Мир для меня вдруг по-другому зазвучал, иначе засветился – чётче, словно только что его ополоснули и протёрли. Стою. Прислушиваюсь, озираюсь – и слух и зрение как будто разом обострились. Детство вдруг вспомнилось – те ощущения и впечатления, уже, казалось, и забытые, – ясно, пронзительно – как повторились. Чувствую острый холодок спиной: люта смерть грешника – представилось – что даже нервно передёрнулся. Но что же всё-таки со мной случилось только что? Не знаю. Не знаю, что, но вот что мне открылось: жить-то как хочется – так хочется, как иногда, в какие-то моменты, помереть – примерно, так же – до захлёбу.

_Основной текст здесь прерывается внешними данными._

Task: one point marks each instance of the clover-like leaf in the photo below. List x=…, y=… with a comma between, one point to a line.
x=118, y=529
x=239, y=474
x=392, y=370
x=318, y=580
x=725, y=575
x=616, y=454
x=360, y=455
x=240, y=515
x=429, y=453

Дальше я не пошёл – быть одному мне сделалось тоскливо вдруг, так что и сердце даже защемило, как от утраты горькой, от дурного ли приобретения. На длинный, шумный перекат, что под курьёй, косой её пониже, выбрался. Хожу по нему, по перекату, где позволяет глубина и где течением не сносит, рыбачу без всякого интереса на хариуса, оставив на берегу кан, рюкзак и спиннинг. Ловится мелкий, белячок, крупный уже в плеса спустился, стал на ямы. Какого вытащу, и отпускаю его тут же, не умиляясь самому себе, а – равнодушно. Ноги в коленях у меня трясутся – после падения ещё не очурался, ну а точнее, оттого, что при падении со мной произошло, чем ли могло оно закончиться – от этого, быть может. Дожидаюсь я своих товарищей, теперь уж терпеливо.

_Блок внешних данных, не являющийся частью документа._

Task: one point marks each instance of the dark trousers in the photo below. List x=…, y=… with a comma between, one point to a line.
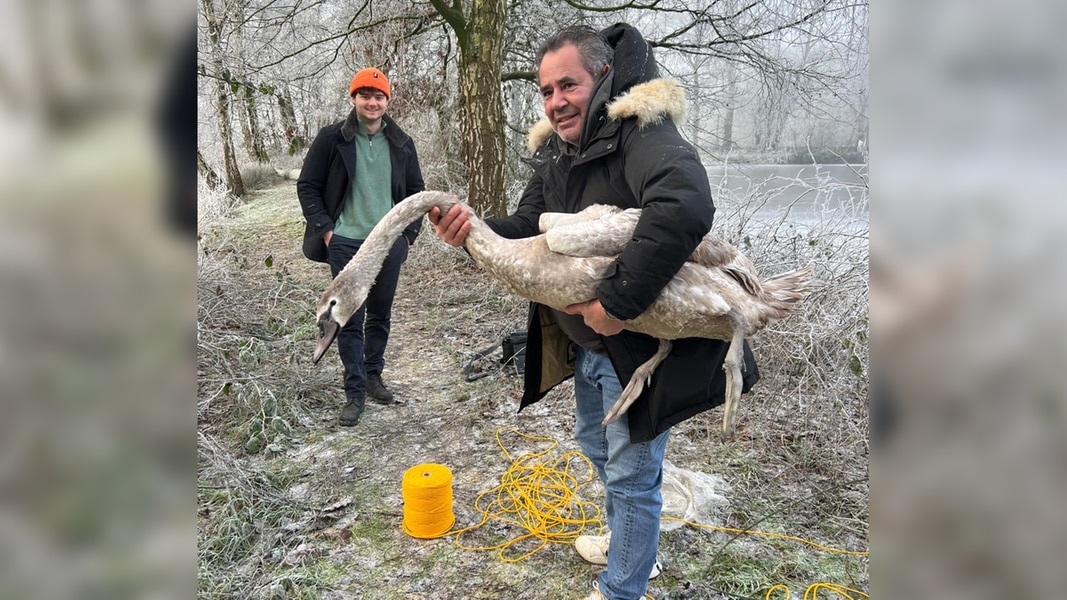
x=362, y=341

Грустно, что день тут, на рыбалке, пролетает как мгновение. Быстро на Taxe вечереет. На глазах прямо меркнет. Видно, присмотришься, как тени лавой расползаются, густеют; как редеют и тускнеют блики на воде и в хвойных кронах елей, пихт и кедров, на их стволах, к реке наклоненных, на них же, на стволах, но отражённых. Смолкают птахи в ягодных кустах, перепархивают в них почти беззвучно – ветки выбирают поудобнее для отдыха, место подыскивают поукромнее. Небо, с косым, андреевским, крестом на нём от самолётных выхлопов, пока, хоть и немного забледневшее, но ещё светлое, там, наверху, на сопках, бронзовых от солнца, пусть и к исходу он, но ещё день, а здесь, в глубоком, узком створе, уже смеркается. Самое время останавливаться на ночёвку, а то совсем, глядишь, стемнеет.
Тем же, чем и я, похоже, озабоченные, скоро и те, кого я поджидал, в речной излуке показались – рыболовная флотилия, и только, флага, правда, не хватает, один флагшток – сосновое удилище.
На перекат не стали выплывать, поближе к берегу курс держат. Громко меж собою разговаривают – только что встретились как будто, день минувший обсуждают – так про них подумать можно вчуже. Взбудораженные. От рыбалки, от чего другого ли.
– Эй, на фарватере! Мужик! – улыбаясь во всю ширь своего трое или четверо суток небритого, издали-то, будто углём натёртого, намазанного дёгтем ли, лица, кричит мне в шуме переката Виктор. – Мы, грешным делом, думали, что ты уже на пасеке и медовуху с братом попиваешь там! Еле тебя догнали, парень! – и уже тише что-то Николаю.
– Не успел! – кричу и я им с переката. – Ну а вот вы, по брату вижу, не зевали!
– А как же! – отвечает Виктор. – Клёв-то маленько надо было поддержать! Не плыть же, парень, вхолостую! Да, Николай?! А ты удрал куда-то и с концами! Звали, звали, звали, звали… Как сквозь землю провалился! Пришлось вдвоём уж дело исправлять! Но, не волнуйся, – продолжает, – око да око тут: Иван за нами строго наблюдает! Так или нет, Иван!?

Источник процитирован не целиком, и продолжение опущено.